For the first time in the Association of Southeast Asian Nations' (ASEAN's) 45-year history, no joint communique was issued at the end of an annul meeting of foreign ministers of its member countries in July due to disagreement over the statement's wording.
Many pundits have blamed the host country, Cambodia, for failing to forge a consensus.
Bonnie S. Glaser, a U.S. expert in China affairs, said that Cambodia's passivity was the result of pressure from Beijing to keep any mention of the South China Sea, particularly a nearly two-month standoff between China and the Philippines around the Scarborough Shoal, out of the communique.
Calling it an example of China's coercive economic diplomacy, Glaser said that Chinese willingness to use its economic clout to settle international disputes in its favor is a worrying trend.
Two major local newspapers ran reports on Glaser's article and related issues in their Wednesday editions. The following are excerpts from the reports:
Glaser, a senior fellow with the Center for Strategic and International Studies (CSIS), a Washington-based think tank, said in an article published in late July that the fact China holds sway over Cambodia should not come as a surprise.
"Beijing has provided billions in aid to Cambodia. In 2011 alone the amount of foreign investment pledged to Phnom Penh by China was 10 times greater than that promised by the United States," Glaser wrote.
For more than a decade, she went on, China has pursued a strategy in Southeast Asia that has relied on economic carrots to increase the stake of countries in the region in maintaining good ties with it.
The latest example of China employing economic measures for coercive purposes took place during the faceoff between armed Chinese and Philippine ships in waters surrounding the Scarborough Shoal, known as Huangyan Island in China, over their conflicting sovereignty claims, Glaser noted.
During the period that began April 10, Chinese quarantine agency reportedly blocked a number of container vans of Philippine bananas from entering China's ports, claiming that the fruit contained pests.
The move dealt a severe blow to the Philippines which exports more than 30 percent of its bananas to the Philippines.
Moreover, China's travel agencies suspended sending tour groups to the Philippines, allegedly due to concerns for Chinese tourists' safety. China has emerged as one of the Philippines' major source of tourists. Eventually, Filipino corporate leaders pushed their government to drop its confrontational approach in the Scarborough Shoal, which Glaser said was the outcome that China hoped for.

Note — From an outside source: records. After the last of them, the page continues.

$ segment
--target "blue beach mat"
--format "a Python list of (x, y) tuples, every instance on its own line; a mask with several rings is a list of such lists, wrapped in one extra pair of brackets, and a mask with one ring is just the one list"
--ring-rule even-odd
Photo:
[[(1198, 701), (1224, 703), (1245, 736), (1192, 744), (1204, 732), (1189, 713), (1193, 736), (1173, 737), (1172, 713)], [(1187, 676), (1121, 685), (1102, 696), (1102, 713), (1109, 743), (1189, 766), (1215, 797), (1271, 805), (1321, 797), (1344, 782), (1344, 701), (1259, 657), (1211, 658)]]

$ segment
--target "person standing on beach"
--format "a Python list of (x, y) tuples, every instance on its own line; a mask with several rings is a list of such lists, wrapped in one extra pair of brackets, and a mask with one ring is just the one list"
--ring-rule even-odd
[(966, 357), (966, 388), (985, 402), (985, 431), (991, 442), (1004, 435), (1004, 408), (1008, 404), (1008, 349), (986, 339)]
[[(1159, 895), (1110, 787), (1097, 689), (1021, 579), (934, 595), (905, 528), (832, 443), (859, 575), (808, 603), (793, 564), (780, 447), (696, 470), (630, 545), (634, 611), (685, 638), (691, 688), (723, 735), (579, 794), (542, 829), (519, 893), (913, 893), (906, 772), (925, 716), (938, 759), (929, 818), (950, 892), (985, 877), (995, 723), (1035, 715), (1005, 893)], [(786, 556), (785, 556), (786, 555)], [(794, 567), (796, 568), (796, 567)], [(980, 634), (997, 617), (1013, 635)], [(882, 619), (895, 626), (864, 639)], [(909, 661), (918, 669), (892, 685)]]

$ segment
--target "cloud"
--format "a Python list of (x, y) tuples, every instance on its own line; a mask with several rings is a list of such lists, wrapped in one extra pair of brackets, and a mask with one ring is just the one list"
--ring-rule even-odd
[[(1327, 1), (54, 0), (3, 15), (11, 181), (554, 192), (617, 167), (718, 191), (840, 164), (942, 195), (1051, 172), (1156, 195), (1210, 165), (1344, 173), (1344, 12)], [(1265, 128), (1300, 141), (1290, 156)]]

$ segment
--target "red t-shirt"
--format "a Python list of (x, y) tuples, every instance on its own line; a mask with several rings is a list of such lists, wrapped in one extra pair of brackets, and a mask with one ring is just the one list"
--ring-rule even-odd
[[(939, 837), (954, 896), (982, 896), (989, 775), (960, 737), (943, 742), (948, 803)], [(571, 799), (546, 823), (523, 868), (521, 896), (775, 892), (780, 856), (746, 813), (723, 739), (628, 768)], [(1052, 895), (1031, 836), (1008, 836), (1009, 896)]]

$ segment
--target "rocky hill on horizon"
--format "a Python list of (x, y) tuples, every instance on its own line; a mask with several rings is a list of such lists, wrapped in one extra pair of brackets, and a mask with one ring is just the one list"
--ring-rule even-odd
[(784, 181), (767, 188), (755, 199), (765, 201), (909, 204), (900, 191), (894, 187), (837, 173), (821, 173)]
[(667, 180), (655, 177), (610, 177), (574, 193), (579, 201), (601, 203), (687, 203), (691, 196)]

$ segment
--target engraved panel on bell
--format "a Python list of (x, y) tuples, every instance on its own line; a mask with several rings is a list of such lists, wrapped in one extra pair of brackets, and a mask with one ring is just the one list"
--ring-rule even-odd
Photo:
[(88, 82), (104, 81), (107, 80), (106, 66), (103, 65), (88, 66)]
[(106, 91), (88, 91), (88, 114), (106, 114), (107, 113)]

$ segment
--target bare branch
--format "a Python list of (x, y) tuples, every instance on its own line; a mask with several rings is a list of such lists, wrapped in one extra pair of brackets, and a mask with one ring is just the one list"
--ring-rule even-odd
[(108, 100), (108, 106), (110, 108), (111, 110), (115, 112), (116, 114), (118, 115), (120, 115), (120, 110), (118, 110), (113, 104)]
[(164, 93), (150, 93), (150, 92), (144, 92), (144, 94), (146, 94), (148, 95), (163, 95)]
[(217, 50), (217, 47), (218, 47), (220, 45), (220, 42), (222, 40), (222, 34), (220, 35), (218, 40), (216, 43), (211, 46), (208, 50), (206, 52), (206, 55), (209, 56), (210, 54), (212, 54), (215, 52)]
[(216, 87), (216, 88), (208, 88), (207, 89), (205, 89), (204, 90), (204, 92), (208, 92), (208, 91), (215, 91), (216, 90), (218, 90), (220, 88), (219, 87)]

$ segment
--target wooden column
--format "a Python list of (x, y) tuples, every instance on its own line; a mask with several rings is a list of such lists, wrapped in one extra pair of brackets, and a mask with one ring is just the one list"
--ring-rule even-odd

Glaser also cited a more widely reported case of China using trade as a weapon to force a country to alter its policy that occurred in September 2010 when Beijing blocked shipments of rare earth minerals to Japan.
The ban was taken in retaliation for Japan's detention of the captain of a Chinese fishing trawler in an incident near the Tiaoyutai Islands, which are claimed by Taiwan, China and Japan. Beijing's action alarmed Tokyo and was a major factor in Japan's decision to release the captain shortly afterwards.
A third example of China's use of economic coercion was triggered by the award of the 2010 Nobel Peace Prize to Chinese dissident Liu Xiaobo by the Norwegian Nobel Committee. In the ensuing months, China froze free trade agreement negotiations with Norway and imposed new veterinary inspections on imports of Norwegian salmon that resulted in a dramatic cutback.
In June, China also rejected a visa application by former Norwegian Prime Minister Kjell Magne Bondevik. (Aug. 8, 2012).
United Daily News:
The United States' recent criticism of China's establishment of Sansha city and military garrison in the contested South China Sea as risking an escalation in tensions has angered Chinese authorities.
On Monday, a U.S. State Department official said the Aug. 3 statement was a very comprehensive statement which clearly laid out U.S.'s policy and its belief that there needs to be a collaborative diplomatic solution without coercion to all aspects of the South China Sea.
Describing the South China Sea as an area of concern, the official said, the U.S. government is concerned about economic coercion.
"And so given where we are, we thought it was appropriate to make a clear statement of our policy," said Patrick Ventrell, director of the State Department's Press Office. (Aug. 8, 2012).